# Challenge B: FSDP2 + QLoRA on 2xT4 GPUs

This notebook demonstrates finetuning a model using QLoRA with FSDP2 on Kaggle's 2x Tesla T4 GPUs.

In [None]:
!pip install torch>=2.4 transformers peft trl accelerate bitsandbytes -U --quiet

In [None]:
import os
import torch
from transformers import AutoModelForCausalLM, AutoTokenizer, BitsAndBytesConfig
from peft import LoraConfig, get_peft_model, prepare_model_for_kbit_training
from trl import SFTTrainer, SFTConfig
from datasets import load_dataset

# Must be 2xT4
os.environ["CUDA_VISIBLE_DEVICES"] = "0,1"
os.environ["PYTORCH_CUDA_ALLOC_CONF"] = "expandable_segments:True"

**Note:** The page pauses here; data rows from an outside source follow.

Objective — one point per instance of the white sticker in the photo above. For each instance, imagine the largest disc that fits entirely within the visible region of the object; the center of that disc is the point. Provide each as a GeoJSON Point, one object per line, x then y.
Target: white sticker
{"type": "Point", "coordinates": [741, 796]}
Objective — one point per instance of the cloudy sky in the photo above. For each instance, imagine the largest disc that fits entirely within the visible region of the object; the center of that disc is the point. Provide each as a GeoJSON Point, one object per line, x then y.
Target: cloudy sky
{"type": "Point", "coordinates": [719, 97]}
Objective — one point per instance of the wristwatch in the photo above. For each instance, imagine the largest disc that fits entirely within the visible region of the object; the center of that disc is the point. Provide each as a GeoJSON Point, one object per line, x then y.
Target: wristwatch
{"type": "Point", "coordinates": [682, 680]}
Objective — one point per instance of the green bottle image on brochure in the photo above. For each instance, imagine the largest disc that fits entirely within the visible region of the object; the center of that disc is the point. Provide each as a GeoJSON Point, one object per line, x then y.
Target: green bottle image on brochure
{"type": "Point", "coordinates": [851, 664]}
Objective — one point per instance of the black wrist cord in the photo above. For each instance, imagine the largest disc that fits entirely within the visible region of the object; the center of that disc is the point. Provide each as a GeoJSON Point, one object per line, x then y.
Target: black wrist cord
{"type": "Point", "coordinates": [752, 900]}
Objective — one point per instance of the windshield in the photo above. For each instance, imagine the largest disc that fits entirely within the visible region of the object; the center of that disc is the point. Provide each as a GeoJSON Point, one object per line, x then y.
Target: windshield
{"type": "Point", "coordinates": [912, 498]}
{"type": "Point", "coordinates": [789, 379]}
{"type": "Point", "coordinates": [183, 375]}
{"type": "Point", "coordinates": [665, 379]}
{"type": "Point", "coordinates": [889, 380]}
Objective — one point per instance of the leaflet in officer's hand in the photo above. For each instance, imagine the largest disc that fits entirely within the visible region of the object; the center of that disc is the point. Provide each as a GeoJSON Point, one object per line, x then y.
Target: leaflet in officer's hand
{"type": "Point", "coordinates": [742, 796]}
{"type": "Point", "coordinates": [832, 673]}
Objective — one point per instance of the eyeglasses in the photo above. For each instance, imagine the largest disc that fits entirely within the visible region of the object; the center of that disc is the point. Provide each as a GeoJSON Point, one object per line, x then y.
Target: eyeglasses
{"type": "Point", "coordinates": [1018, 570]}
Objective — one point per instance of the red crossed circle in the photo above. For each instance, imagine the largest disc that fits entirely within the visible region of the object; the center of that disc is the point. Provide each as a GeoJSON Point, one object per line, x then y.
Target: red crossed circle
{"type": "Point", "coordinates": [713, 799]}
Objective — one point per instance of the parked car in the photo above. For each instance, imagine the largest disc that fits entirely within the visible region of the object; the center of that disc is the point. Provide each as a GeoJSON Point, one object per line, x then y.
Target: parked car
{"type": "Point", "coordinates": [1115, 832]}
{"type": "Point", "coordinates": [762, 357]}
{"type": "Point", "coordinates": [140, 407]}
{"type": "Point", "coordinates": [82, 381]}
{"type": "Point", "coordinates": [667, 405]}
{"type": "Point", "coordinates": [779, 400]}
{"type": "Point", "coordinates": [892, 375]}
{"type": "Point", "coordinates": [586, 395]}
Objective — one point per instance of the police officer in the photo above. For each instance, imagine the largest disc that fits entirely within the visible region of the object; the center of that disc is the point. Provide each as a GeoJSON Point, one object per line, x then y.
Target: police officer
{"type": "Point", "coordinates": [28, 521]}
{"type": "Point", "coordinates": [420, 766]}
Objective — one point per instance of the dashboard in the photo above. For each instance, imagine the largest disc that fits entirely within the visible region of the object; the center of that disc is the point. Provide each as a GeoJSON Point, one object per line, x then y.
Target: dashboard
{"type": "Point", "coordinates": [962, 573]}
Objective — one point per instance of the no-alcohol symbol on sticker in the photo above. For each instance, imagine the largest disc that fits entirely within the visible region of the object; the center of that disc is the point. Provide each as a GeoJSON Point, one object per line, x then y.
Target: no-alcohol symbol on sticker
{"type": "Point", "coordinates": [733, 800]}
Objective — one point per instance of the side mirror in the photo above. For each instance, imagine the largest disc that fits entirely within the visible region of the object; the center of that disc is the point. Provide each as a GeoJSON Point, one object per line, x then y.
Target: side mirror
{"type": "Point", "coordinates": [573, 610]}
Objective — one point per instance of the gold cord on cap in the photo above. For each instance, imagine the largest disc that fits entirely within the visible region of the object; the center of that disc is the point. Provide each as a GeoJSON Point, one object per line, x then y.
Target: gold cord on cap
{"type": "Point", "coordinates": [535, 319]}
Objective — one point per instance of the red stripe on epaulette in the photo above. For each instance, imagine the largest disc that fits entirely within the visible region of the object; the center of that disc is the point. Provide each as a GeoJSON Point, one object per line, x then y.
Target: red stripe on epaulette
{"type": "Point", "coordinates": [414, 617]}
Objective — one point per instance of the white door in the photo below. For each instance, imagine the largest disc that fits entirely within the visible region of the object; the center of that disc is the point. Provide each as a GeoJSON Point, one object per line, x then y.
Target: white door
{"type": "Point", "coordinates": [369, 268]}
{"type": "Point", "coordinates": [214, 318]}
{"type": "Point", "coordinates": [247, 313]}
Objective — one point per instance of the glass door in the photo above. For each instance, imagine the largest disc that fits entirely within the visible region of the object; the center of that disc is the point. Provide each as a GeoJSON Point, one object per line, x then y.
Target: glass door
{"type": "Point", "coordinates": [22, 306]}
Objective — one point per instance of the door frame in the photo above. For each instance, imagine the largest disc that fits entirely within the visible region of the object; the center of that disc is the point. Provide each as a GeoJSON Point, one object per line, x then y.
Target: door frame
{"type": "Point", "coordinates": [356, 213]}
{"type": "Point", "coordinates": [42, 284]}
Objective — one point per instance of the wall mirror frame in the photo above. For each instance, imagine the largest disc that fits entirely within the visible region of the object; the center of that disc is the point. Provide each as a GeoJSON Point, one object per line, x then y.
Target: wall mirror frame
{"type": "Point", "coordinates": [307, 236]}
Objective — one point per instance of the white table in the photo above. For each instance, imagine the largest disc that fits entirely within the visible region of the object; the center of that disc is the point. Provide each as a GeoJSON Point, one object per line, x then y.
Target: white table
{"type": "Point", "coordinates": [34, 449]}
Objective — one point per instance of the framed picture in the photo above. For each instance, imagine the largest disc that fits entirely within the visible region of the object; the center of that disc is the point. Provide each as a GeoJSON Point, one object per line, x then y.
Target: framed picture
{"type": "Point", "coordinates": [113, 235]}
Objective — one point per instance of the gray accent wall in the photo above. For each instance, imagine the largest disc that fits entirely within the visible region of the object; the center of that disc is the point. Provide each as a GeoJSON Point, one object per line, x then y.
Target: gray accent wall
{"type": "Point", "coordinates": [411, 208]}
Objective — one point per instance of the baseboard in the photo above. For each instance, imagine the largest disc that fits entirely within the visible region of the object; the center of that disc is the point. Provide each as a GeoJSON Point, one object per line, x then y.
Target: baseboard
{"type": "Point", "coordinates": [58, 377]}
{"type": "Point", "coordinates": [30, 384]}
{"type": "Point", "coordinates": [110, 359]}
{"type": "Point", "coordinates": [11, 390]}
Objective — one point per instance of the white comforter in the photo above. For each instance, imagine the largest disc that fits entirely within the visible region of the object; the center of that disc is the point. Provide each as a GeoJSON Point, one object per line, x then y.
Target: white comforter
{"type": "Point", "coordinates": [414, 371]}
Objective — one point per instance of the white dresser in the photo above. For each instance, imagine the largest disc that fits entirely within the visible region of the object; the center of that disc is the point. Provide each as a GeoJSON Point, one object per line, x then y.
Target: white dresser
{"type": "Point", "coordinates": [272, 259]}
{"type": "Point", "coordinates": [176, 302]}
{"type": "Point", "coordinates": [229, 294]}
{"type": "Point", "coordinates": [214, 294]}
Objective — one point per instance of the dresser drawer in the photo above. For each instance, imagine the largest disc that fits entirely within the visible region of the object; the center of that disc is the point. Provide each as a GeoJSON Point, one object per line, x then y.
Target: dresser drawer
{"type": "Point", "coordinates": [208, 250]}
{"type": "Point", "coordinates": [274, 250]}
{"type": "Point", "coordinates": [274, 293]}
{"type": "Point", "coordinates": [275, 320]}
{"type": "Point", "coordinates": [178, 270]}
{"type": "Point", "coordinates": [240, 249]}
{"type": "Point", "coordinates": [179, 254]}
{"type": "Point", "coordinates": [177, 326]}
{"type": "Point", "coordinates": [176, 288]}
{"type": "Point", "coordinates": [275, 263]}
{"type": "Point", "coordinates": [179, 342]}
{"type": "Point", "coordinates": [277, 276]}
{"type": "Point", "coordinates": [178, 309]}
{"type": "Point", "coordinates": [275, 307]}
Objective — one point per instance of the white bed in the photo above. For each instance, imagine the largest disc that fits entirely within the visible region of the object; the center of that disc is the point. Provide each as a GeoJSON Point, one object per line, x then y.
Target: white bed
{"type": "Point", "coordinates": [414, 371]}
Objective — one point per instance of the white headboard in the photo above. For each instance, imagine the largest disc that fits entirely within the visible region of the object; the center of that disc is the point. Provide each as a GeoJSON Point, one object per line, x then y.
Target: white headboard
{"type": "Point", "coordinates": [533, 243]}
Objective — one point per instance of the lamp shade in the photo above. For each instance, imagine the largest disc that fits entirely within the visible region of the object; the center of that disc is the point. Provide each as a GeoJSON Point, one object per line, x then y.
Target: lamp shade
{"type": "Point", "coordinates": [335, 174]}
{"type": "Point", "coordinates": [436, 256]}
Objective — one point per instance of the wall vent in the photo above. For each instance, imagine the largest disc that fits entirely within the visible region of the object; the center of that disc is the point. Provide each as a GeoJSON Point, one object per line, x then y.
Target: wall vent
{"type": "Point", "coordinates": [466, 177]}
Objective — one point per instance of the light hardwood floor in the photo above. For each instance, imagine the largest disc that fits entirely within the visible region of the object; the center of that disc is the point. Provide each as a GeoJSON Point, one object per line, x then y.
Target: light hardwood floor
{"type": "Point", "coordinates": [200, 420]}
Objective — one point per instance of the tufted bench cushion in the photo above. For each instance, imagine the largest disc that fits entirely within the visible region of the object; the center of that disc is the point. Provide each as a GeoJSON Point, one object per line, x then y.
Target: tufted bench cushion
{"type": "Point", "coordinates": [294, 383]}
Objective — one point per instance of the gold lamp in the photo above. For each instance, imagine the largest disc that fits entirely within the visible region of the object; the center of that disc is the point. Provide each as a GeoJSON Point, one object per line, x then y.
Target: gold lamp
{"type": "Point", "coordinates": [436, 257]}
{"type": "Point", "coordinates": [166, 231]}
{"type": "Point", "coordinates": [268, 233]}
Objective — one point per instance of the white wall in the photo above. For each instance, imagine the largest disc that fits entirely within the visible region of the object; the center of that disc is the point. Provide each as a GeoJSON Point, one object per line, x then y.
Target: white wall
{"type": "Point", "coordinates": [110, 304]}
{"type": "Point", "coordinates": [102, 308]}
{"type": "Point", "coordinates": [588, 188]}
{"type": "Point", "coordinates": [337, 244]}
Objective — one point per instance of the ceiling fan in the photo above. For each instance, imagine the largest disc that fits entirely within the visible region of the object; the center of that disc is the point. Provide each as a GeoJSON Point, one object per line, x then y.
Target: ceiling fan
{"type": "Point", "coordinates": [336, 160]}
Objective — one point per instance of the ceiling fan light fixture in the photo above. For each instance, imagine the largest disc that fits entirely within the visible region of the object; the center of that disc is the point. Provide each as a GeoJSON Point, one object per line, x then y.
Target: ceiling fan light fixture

model_name = "unsloth/llama-3-8b-bnb-4bit"
bnb_config = BitsAndBytesConfig(
    load_in_4bit=True,
    bnb_4bit_quant_type="nf4",
    bnb_4bit_compute_dtype=torch.bfloat16,
)

model = AutoModelForCausalLM.from_pretrained(
    model_name,
    quantization_config=bnb_config,
    device_map={ "": 0 }, 
    torch_dtype=torch.bfloat16,
    attn_implementation="sdpa",
)

model = prepare_model_for_kbit_training(model)
lora_config = LoraConfig(
    r=64,
    lora_alpha=32,
    target_modules=["q_proj", "k_proj", "v_proj", "o_proj", "gate_proj", "up_proj", "down_proj"],
    task_type="CAUSAL_LM",
)
model = get_peft_model(model, lora_config)

# Dataset
dataset = load_dataset("philschmid/dolly-15k-llama-3-format", split="train")

training_args = SFTConfig(
    output_dir="./outputs",
    per_device_train_batch_size=2,
    gradient_accumulation_steps=4,
    learning_rate=2e-4,
    bf16=True, 
    logging_steps=1,
    max_steps=10,
    dataset_text_field="text",
    max_seq_length=512,
    # FSDP2 config
    fsdp="full_shard auto_wrap",
    fsdp_config={
        "fsdp_transformer_layer_cls_to_wrap": "LlamaDecoderLayer",
        "activation_checkpointing": True,
        "forward_prefetch": True,
        "offload_params": True,
    },
)

trainer = SFTTrainer(
    model=model,
    train_dataset=dataset,
    args=training_args,
)

trainer.train()
print("FSDP2 + QLoRA Training completed!")